Retail sales rose 1.3 per cent in July, showing that consumers are still spending despite cost-of-living pressures.
The results were higher than expected, with most analysts anticipating a 0.3 to 0.4 per cent increase in retail sales for the month.
The latest lift in retail turnover follows a slowdown in momentum in the past two months, with retail sales increasing by 0.2 per cent in June and 0.7 per cent in May.
“After slowing growth in recent months, the 1.3 per cent rise in July was the largest since the 1.6 per cent rise in March,” Australian Bureau of Statistics head of retail statistics Ben Dorber said.
Overall retail trade was up 16.5 percent compared to the same time last year.
Turnover lifted in five of the six industries, with department stores reporting the largest rise of 3.8 per cent.
“This shows that, despite cost-of-living pressures, households are continuing to spend,” Mr Dorber said.
Household goods was the only category to record a fall in turnover, down 1.1 per cent for the month.
Spending in this category has fallen three times in four months.
Tasmania was the only state to record a slowdown in retail sales – its first decline all year.
Turnover in the state fell 0.3 per in July.
Retail sales were strongest in Victoria, the Australian Capital Territory and Western Australia.Â
Meanwhile, employers are offering higher pay packets to entice workers into vacant jobs but the boost in advertised wages is still falling short of inflation.
Salaries listed on job ads have risen 4.1 per cent over the year to June, although growth is no longer accelerating.
In July, advertised salaries for new hires grew another 0.4 percent, following a 0.4 percent uptick in June.
While wages are trending upwards amid fierce competition for workers, advertised salary growth was still falling behind the 6.1 per cent annual increase in the consumer price index in the June quarter.
The data, released by job marketplace SEEK, revealed salary growth across the board.
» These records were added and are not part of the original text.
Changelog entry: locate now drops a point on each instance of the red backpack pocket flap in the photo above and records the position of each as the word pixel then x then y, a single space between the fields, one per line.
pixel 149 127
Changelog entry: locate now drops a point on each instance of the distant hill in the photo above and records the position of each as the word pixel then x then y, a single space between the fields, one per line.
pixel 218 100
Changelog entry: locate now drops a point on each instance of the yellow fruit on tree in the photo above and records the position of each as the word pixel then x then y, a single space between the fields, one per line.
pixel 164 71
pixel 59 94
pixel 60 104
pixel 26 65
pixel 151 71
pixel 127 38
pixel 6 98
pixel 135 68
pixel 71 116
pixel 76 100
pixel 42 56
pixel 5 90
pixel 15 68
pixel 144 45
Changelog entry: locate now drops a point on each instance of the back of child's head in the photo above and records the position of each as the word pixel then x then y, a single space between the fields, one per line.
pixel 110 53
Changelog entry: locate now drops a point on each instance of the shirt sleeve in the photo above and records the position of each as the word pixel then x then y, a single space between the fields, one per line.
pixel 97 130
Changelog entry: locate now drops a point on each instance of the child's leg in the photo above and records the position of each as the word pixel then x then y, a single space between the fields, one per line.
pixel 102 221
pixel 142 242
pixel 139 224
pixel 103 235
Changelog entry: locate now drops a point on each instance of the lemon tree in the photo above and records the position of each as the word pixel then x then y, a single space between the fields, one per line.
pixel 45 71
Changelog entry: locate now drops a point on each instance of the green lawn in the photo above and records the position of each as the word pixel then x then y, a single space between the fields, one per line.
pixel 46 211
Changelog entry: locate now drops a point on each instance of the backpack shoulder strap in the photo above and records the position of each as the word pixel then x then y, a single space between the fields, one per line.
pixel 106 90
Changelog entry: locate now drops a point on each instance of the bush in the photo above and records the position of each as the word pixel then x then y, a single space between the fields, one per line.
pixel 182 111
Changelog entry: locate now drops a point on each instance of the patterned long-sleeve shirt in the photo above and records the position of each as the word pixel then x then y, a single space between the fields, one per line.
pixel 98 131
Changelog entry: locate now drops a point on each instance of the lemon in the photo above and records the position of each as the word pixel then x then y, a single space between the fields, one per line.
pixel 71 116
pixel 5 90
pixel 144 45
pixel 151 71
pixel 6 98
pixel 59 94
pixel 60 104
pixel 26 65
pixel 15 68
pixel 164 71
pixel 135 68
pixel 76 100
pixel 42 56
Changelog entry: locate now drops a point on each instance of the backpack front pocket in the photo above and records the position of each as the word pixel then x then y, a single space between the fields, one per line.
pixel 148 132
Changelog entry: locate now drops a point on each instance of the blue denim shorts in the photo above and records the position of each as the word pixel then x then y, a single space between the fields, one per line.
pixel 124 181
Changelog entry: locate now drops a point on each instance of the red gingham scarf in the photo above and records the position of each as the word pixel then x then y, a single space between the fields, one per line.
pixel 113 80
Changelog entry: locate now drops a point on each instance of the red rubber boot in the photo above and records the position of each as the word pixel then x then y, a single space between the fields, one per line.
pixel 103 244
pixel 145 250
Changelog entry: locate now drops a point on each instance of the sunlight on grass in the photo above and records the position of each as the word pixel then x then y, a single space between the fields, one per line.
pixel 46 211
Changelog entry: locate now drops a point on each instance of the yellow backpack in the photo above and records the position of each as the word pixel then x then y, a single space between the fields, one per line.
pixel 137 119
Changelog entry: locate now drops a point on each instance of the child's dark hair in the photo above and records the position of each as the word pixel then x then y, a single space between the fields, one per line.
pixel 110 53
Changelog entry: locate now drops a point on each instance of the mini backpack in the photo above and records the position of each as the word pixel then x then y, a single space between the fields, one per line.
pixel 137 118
“Unlike previous labor market booms, such as the mining boom, this is not a situation in which some parts of the country pull ahead much more rapidly than the rest,” SEEK economist Matt Cowgill said.
“The labor market has been almost uniformly strong,” Mr Cowgill said.
Advertised salaries picked up across every state and territory, although South Australia and the Australian Capital Territory recorded relatively modest uplifts.
Jobs in design and architecture observed the sharpest uptick in annual salary growth, up 7.3 per cent, followed by ICT jobs, which saw a 6.2 per cent lift.
Advertised salaries have been rising faster than wages as tracked by the wage price index.
This may be because employers are more likely to bolster salaries for vacant roles than adjust salaries for existing staff, SEEK says.